Via Mickey Kaus comes this from Hugh Hewitt’s radio show yesterday. Hugh played a selection from Obama’s best selling book Dreams of My Father, including the Messiah’s mentioning the first sermon he heard at Rev. Wright’s church.
[T]he pastor described going to a museum and being confronted by a painting title Hope.
“The painting depicts a harpist,” Revernd Wright explained, “a woman who at first glance appears to be sitting atop a great mountaintop. Untill you take a closer look and see that the woman is bruised and bloodied, dressed in tattered rags, the harp reduced to a single frayed string. Your eye is then drawn down to the scene below, down to the valley below, where everywhere are the ravages of famine, the drumbeat of war, a world groaning under strife and deprivation.
It is this world, a world where cruise ships throw away more food in a day than most residents of Port-au-Prince see in a year, where white folks’ greed runs a world in need, aprtheid in one hemisphere, apathy in another hemisphere … That’s the world! on which hope sits.”

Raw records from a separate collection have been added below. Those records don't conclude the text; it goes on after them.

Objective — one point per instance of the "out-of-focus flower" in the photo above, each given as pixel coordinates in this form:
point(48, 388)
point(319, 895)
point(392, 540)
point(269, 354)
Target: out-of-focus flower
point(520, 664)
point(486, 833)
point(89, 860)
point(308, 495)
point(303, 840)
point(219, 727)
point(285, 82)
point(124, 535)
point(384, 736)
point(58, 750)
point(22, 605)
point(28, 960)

In his very first sermon at the church, Obama heard his soon-to-be spiritual guidance counselor blaming white people for the world’s problems. Kaus notes that Obama isn’t criticizing the statement either:
Keep in mind: a) Obama isn’t disapproving of this sermon. In the book he weeps at the end of it; b) Demonstrating that at least some blaming of “white greed” for the world’s sins–which Obama now criticizes– isn’t an exceptional topic for Rev. Wright in a few wacky sermons Obama may or may not have missed. It’s at the quotidian core of the Afrocentric philosophy that Obama says drew him to the church; c) Indeed, in his big Feb. 18th race speech Obama reads the passage from his book that describes his emotional reaction to this very sermon (his “first service at Trinity”)–how it made “the story of a people” seem “black and more than black.” d) This is also the sermon that gave Obama the title of his next book, The Audacity of Hope. e) The “profound mistake” of this sermon is not that Wright “spoke as if our society was static”–Obama’s analysis on Feb. 18th. The problem is that “white folks’ greed” is not the main cause of a “world in need.”
Indeed. It seems Mr. Unity knew his own church helped widen racial divides from the very first sermon. Yet, Obama would continue to listen to Wright’s sermons for 20 years, bring the Reverend on to the campaign as an adviser, have Wright marry him and his wife, and baptize his children.
What does Obama claim is his advantage? Judgment?
Meanwhile, Obama is more interested in defending Wright than condemning his hate mongering.
I think he’s saddened by what’s happened, and I told him I feel badly that he has been characterized just in this one way, and people haven’t seen this broader aspect of him.
We haven’t seen the broader aspect of him? He believes we deserved 9/11, claims America invented AIDS to inflict on African Americans, blames white people for just about every problem the world has, and believes we’re all white supremacists. And Obama feels bad that Wright has been characterized in a negative way? Seriously?